One of the most surprising aspects of parenting to me is how nonlinear it is. I used to believe that once I taught my child something, we could simply move on to the next thing. She would always remember the alphabet song if she learned it, and we could build on that. It’s been far more chaotic than that. She might know the alphabet song for a while, but then “Q R S” mysteriously disappears and is left out entirely. Not to say that my children never remember anything, but it takes a lot more relearning and repetition than I anticipated.
Messy Clews, Sarah I also expected my relationship with Jesus to be more linear. Instead, the more I get to know Jesus, the more I realize how much of a mess I am and how short I fall. Those lessons in humility I wished I’d learned in my early twenties? I’m finding myself learning them all over again. I’m so grateful to be in a relationship with a God who loves me exactly as I am and meets me right where I am.
“However, God demonstrated his great love for us by sending Christ to die for us while we were yet sinners.” 5:8 (Romans) (NLT)
It was one thing to try to live a God-honoring life when I was single, without children, and with few financial responsibilities.
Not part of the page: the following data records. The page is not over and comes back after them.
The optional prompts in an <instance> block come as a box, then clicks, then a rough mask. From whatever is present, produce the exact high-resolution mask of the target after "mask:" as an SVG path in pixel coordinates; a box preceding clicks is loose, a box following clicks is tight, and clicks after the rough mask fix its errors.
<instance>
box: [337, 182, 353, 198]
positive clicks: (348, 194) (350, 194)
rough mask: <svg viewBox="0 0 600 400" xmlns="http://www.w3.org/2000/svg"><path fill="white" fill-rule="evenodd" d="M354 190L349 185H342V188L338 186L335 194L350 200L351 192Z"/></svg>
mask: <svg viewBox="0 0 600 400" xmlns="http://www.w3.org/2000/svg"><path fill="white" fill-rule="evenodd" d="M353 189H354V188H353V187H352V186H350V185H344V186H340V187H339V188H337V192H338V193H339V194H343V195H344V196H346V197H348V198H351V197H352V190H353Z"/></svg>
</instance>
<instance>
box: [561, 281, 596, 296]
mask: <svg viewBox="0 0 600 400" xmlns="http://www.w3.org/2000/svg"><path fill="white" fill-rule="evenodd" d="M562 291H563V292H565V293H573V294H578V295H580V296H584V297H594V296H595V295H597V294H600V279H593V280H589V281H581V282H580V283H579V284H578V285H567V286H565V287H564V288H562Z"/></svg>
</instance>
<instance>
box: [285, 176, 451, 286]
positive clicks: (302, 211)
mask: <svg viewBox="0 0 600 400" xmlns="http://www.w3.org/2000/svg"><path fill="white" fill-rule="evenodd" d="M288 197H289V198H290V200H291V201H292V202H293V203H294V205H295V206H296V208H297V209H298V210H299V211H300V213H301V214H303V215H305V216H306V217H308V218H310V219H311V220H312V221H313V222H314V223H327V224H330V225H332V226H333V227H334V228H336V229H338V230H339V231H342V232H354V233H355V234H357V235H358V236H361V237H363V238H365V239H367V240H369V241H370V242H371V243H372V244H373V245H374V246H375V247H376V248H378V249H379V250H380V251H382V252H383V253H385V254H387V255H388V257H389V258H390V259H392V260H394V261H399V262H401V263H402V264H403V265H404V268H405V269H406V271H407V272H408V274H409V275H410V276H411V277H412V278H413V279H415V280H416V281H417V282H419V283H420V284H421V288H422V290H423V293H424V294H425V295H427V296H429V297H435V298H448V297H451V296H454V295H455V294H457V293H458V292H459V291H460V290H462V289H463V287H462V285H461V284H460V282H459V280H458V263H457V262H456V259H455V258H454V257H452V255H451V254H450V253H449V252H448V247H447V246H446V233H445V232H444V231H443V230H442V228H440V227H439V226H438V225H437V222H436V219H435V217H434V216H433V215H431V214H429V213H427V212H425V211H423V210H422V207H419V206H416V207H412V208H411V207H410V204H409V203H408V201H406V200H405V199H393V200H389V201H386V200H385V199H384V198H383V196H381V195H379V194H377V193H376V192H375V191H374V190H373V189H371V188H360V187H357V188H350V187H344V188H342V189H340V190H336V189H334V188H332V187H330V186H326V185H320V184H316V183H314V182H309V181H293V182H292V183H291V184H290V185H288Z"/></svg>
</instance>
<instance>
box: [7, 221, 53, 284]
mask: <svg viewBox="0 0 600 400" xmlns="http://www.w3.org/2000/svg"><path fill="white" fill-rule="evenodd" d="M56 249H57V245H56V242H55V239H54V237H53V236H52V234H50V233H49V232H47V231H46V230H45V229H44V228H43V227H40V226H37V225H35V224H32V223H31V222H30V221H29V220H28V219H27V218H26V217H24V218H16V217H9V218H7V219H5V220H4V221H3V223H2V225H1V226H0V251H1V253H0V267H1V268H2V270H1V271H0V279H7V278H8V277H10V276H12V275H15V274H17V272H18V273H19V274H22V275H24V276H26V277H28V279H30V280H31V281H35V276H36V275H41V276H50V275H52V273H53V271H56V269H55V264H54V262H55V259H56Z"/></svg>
Now, the stresses of life—financial strain, three small children, exhaustion, surgery recoveries, job shifts, and changes in friends/community—are eroding my fragile exterior and exposing my own selfishness and controlling tendencies. When some of these props are removed or changed, I’m frequently a hot mess. But it is precisely in this mess that God is at work.
“And I am confident that God, who began the good work within you, will carry it on until the day when Christ Jesus returns.” 1:6 Philippians
God will not abandon me. And he doesn’t expect me to have everything together. Indeed, He is most glorified when I admit how messed up I am. “My grace is all you need,” he says each time. My power is most effective when I am weak.” So now I rejoice in my weaknesses, so that the power of Christ may work through me.” (See 2 Corinthians 12:9)
So I bring him my untidiness, shambles, and mishmash and ask him, “Teach me again, Lord Jesus.”